6.2 Überdies hat die Beschwerdeführerin als teilweise
obsiegende Partei Anspruch auf eine Parteientschädigung (§ 17 Abs. 2
lit. a des Verwaltungsrechtspflegegesetzes vom 24. Mai 1959 [VRG] in
Verbindung mit § 152 und § 153 Abs. 4 StG und sowie Art. 64
Abs. 1–3 des Bundesgesetzes vom 20. Dezember 1968 über das
Verwaltungsverfahren [VwVG] in Verbindung mit Art. 144 Abs. 4 und
Art. 145 Abs. 2 DBG), dies korrespondierend zu den Kosten in der Höhe
eines Viertels. Die Entschädigung wird aufgrund des Streitwerts durch
Heranziehung der Verordnung des Obergerichts über die Anwaltsgebühren vom 8. September
2010 (AnwGebV; LS 215.3) festgesetzt. Die nach dem dort in § 4 Abs. 1
festgelegten Tarif berechnete Grundgebühr wird für das Beschwerdeverfahren in
der Regel auf einen Drittel herabgesetzt (VGr, 21. Mai 2003, SB.2002.00103
und SB.2002.00104, E. 6, veröffentlicht in ZStP 2003, 361), wobei die so ermittelte
Entschädigung bei Vorliegen besonderer Umstände um höchstens die Hälfte über-
oder unterschritten werden kann.
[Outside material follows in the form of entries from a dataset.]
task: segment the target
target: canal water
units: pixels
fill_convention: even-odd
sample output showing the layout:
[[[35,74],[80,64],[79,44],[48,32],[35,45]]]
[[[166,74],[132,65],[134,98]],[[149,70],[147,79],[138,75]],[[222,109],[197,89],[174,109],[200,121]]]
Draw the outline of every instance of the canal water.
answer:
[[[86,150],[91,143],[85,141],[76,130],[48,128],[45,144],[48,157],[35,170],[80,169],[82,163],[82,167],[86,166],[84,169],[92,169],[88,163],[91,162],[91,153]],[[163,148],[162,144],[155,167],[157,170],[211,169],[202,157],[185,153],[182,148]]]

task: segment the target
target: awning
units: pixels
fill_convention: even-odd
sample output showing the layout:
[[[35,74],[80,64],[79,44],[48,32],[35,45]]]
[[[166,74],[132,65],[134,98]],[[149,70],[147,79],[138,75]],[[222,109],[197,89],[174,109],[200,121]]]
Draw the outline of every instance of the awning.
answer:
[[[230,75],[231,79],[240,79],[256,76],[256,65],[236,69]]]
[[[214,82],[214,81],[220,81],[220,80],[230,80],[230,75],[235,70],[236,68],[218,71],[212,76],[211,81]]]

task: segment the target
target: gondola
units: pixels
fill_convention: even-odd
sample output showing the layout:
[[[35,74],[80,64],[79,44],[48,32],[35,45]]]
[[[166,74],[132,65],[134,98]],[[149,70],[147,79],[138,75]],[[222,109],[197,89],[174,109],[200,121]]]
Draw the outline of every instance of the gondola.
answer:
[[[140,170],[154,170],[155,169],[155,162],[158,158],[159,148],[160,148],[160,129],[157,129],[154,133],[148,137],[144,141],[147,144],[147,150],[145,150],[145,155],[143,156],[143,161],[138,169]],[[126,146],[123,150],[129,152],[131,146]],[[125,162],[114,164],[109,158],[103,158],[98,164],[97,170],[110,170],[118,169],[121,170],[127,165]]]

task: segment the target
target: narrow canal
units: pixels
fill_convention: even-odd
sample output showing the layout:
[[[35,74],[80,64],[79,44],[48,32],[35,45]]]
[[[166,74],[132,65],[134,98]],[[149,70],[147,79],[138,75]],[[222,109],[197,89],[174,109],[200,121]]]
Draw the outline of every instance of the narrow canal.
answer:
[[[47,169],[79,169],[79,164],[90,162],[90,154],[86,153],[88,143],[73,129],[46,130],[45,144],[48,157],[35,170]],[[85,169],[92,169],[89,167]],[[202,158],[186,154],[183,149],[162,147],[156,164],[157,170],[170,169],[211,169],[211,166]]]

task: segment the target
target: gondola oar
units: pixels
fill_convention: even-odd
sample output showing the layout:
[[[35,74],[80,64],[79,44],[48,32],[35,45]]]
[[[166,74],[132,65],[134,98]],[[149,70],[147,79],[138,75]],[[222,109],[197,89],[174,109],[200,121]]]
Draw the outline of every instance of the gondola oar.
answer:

Besondere Umstände liegen neben der
weitgehenden Wiederholung der Rechtsschriften vor den beiden kantonalen
Gerichtsinstanzen keine vor, sodass die Parteientschädigung für beide kantonalen
Gerichtserfahren bei insgesamt Fr. 10'000.- (inkl. MWST) anzusetzen ist.
7.
Ein Rückweisungsentscheid ist in der Regel als Vor- oder Zwischenentscheid im
Sinn von Art. 93 des Bundesgerichtsgesetzes vom 17. Juni 2005 (BGG)
zu qualifizieren, gegen welchen eine Beschwerde in öffentlich-rechtlichen
Angelegenheiten nach Art. 82 ff. BGG nur zulässig ist, wenn –
alternativ – der Entscheid einen nicht wiedergutzumachenden Nachteil bewirken
kann (Art. 93 Abs. 1 lit. a BGG) oder die Gutheissung der
Beschwerde sofort einen Endentscheid herbeiführen und damit einen bedeutenden
Aufwand an Zeit oder Kosten für ein weitläufiges Beweisverfahren ersparen würde
(Art. 93 Abs. 1 lit. b BGG; BGE 133 V 477 E. 4.2 S. 481 f.
mit Hinweisen). Dient die Rückweisung wie hier einzig der rechnerischen
Umsetzung des oberinstanzlich Angeordneten und bleibt der Verwaltung keine
Entscheidungsfreiheit, so gilt der betreffende Rückweisungsentscheid ausnahmsweise
als Endentscheid im Sinn von Art. 90 BGG (BGE 136 V 195 bzw. BGr,
25. Mai 2010, 8C_517/2009, nicht publizierte E. 1.2; BGE 134 II 124
E. 1.3).
Demgemäss erkennt die
Kammer:
1. Die
Verfahren SB.2016.00018 und SB.2016.00019 werden vereinigt.
2. Die
Beschwerde in Sachen Staats- und Gemeindesteuern 1.1.–31.12.2011
(SB.2016.00018) wird teilweise gutgeheissen. Die Sache wird zur Neuberechnung
der Ausscheidungsquote und zum Neuentscheid im Sinn der Erwägungen an das
kantonale Steueramt zurückgewiesen.
3. Die
Beschwerde in Sachen direkte Bundessteuer 1.1.–31.12.2011 (SB.2016.00019) wird
teilweise gutgeheissen. Die Sache wird zur Neuberechnung der Ausscheidungsquote
und zum Neuentscheid im Sinn der Erwägungen an das kantonale Steueramt zurückgewiesen.
4. Die Kosten des Rekurs- und erstinstanzlichen Beschwerdeverfahrens
werden der Beschwerdeführerin zu 3/4 und der Beschwerdegegnerschaft zu 1/4 auferlegt.
5. Die Gerichtsgebühr für das Verfahren SB.2016.00018 wird
festgesetzt auf
Fr. 50'000.--; die übrigen Kosten betragen:
Fr. 90.-- Zustellkosten,
Fr. 50'090.-- Total der Kosten.
6. Die
Gerichtsgebühr für das Verfahren SB.2016.00019 wird festgesetzt auf
Fr. 50'000.--; die übrigen Kosten betragen:
Fr. 90.-- Zustellkosten,
Fr. 50'090.-- Total der Kosten.
7. Die Gerichtskosten für das
Verfahren SB.2016.00018 werden der Beschwerdeführerin zu 3/4 und dem Beschwerdegegner
Nr. 1 zu 1/4 auferlegt.
8. Die
Gerichtskosten für das Verfahren SB.2016.00019 werden der Beschwerdeführerin zu
3/4 und der Beschwerdegegnerin Nr. 2 zu 1/4 auferlegt.
9. Die
Beschwerdegegnerschaft wird verpflichtet, der Beschwerdeführerin für das Verfahren
vor Steuerrekursgericht und vor Verwaltungsgericht eine Parteientschädigung von
insgesamt Fr. 10'000.- (MWST inbegriffen) zu bezahlen.
10. Gegen
dieses Urteil kann im Sinn der Erwägungen Beschwerde in öffentlich-rechtlichen
Angelegenheiten nach Art. 82 ff. des Bundesgerichtsgesetzes erhoben
werden. Die Beschwerde ist innert 30 Tagen, von der Zustellung an
gerechnet, beim Bundesgericht, 1000 Lausanne 14, einzureichen.